Go: Update go/path-injection docs to include more sanitizers

[owen-mc]

This was done by copilot coding agent, but in the wrong repo, so I'm transferring it manually.

Open questions: is this too long-winded? Should we have so many examples? Should we try and indicate where each one is useful?

[github-actions]

QHelp previews:

go/ql/src/Security/CWE-022/TaintedPath.qhelp

Uncontrolled data used in path expression

Accessing files using paths constructed from user-controlled data can allow an attacker to access unexpected resources. This can result in sensitive information being revealed or deleted, or an attacker being able to influence behavior by modifying unexpected files.

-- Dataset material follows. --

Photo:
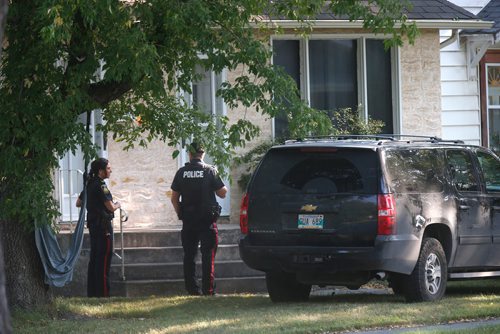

Paths that are naively constructed from data controlled by a user may be absolute paths, or may contain unexpected special characters such as "..". Such a path could point anywhere on the file system.

Recommendation

Validate user input before using it to construct a file path.

Common validation methods include checking that the normalized path is relative and does not contain any ".." components, or checking that the path is contained within a safe folder. The method you should use depends on how the path is used in the application, and whether the path should be a single path component.

If the path should be a single path component (such as a file name), you can check for the existence of any path separators ("/" or "\"), or ".." sequences in the input, and reject the input if any are found.

Note that removing "../" sequences is not sufficient, since the input could still contain a path separator followed by "..". For example, the input ".../...//" would still result in the string "../" if only "../" sequences are removed.

Finally, the simplest (but most restrictive) option is to use an allow list of safe patterns and make sure that the user input matches one of these patterns.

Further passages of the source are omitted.